3. La natura nell’ideologia nazionalsocialista

 

Le idee ecologiste reazionarie di cui abbiamo tracciato un profilo esercitarono un’influenza profonda e durevole su molte delle figure centrali della NSDAP. La cultura di Weimar, dopotutto, ne era letteralmente inondata, ma il nazismo diede loro un’inflessione particolare. La “religione della natura” nazionalsocialista, come l’ha descritta uno storico, era una mistura volatile di misticismo primitivo teutonico, ecologia pseudo-scientifica, anti-umanesimo irrazionalista e mitologia della salvezza razziale attraverso un ritorno alla terra. I suoi temi predominanti erano “l’ordine naturale”, l’olismo organicista e la denigrazione dell’umanità:

“In tutti i loro scritti, non solo quelli di Hitler, ma anche della maggior parte degli ideologi nazisti, si può distinguere un fondamentale disprezzo dell’umano di fronte alla natura e, come corollario logico, un attacco contro gli sforzi umani di dominare la natura” (25).
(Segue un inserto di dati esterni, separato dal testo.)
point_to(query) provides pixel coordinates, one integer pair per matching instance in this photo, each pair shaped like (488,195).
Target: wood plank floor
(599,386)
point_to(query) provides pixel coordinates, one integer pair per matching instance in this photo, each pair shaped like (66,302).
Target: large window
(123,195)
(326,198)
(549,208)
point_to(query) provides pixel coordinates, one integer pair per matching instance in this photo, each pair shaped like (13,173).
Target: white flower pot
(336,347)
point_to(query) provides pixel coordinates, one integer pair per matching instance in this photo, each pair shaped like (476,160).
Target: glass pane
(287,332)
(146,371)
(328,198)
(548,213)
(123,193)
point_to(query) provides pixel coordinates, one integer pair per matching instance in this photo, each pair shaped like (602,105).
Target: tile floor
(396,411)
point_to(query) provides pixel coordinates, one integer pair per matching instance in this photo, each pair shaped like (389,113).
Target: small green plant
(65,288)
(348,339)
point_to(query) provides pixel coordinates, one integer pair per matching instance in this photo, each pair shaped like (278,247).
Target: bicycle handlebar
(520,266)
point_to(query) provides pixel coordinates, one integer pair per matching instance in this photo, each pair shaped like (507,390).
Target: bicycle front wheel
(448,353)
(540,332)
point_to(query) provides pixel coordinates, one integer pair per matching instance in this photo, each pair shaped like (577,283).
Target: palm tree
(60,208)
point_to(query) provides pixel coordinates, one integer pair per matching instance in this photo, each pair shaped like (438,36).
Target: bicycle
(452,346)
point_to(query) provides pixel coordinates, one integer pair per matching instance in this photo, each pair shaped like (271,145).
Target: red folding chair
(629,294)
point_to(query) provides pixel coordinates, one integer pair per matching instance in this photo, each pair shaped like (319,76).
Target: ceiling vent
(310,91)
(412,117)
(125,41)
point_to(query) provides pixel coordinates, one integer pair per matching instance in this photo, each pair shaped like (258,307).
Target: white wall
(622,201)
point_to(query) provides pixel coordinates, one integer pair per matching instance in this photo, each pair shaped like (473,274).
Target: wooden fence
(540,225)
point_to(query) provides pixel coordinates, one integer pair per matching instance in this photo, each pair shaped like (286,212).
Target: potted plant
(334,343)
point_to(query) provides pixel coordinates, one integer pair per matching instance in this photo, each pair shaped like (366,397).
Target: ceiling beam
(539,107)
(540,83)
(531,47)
Citando un educatore nazista, la stessa fonte continua: “le visioni antropocentriche in generale dovevano essere respinte. Sarebbero valide solo “se si presumesse che la natura è stata creata per l’uomo. Noi respingiamo decisamente questo atteggiamento. Secondo la nostra concezione della natura, l’uomo è un legame nella catena vivente della natura solo come qualsiasi altro organismo” (26).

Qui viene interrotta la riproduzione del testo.